Dizide yaşam deneyimleri sergilenirken izleyici bundan yararlanabiliyor mu, sorusu önemli. Umarız izleyici üzerinde güçlendirici bir etki bırakıyordur.

Özetle; diziler toplumsal bir ihtiyaç haline geldi. Eleştiri kurumu gözden düşürülmeye çalışılsa da “dizi incelemesi” onun yerini tutmaya çalışıyor. Bunlar arasında nitelikli olanların sayısı da artıyor. Örneğin yönetmen Tufan Şimşekcan, “Bir Başkadır”daki simgelere dikkat çekiyor: Hayrunisa’nın aynaya bakarken aynanın kenarındaki tavşan resminin, Alice’in tavşanına gönderme olduğunu, hurma ağacına konup kalkan kargaların sırrını, çokomel, kahve metaforu gibi daha pek çoğunu videosunda izleyicisiyle paylaşarak diziyi estetiksel açıdan değerlendiriyor.
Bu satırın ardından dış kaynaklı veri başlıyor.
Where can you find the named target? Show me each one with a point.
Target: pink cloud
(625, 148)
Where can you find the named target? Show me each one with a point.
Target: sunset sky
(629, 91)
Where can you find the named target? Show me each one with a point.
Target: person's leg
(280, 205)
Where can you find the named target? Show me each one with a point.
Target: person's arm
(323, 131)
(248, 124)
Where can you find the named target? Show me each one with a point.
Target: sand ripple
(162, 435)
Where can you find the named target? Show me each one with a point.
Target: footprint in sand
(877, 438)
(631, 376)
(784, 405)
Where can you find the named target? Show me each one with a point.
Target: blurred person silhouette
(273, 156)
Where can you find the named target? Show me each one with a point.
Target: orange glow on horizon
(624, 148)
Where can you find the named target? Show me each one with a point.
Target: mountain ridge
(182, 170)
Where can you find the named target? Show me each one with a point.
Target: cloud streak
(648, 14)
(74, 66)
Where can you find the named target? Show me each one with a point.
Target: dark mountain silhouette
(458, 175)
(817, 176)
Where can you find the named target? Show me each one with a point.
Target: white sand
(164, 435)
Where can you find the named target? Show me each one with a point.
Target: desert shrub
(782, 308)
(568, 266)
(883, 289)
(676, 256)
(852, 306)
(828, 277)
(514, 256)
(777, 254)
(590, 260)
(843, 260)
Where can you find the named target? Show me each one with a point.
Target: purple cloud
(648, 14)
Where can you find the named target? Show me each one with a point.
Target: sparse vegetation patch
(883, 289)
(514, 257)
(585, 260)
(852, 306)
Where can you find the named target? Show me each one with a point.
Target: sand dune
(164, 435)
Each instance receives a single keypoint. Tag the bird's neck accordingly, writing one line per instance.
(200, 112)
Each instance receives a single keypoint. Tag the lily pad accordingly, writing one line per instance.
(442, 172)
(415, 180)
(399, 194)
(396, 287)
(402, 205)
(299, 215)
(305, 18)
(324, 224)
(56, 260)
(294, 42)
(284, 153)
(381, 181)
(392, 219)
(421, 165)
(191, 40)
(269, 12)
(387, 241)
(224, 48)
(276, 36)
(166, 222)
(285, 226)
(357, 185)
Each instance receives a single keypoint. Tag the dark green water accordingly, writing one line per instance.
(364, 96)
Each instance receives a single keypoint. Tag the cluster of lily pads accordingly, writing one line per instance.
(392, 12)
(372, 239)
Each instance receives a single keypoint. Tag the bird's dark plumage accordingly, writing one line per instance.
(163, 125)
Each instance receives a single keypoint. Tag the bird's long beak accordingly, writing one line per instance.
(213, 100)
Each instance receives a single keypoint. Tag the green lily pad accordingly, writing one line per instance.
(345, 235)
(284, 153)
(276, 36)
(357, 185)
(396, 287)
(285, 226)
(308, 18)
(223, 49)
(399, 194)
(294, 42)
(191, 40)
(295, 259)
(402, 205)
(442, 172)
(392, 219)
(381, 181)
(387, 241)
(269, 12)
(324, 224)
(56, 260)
“Bir Başkadır”ın üzerinde bu kadar konuşulup tartışılması bile iletişimsizliği kırması açısından önemli değil midir?

Bu kez karakterler, muhalif hareketlerin ulaşamadığı kesimlerdendi. İzleyici desteği olduktan sonra bu kısıtlılık da ortadan kalkacak, politik dizilerin de önü açılacaktır.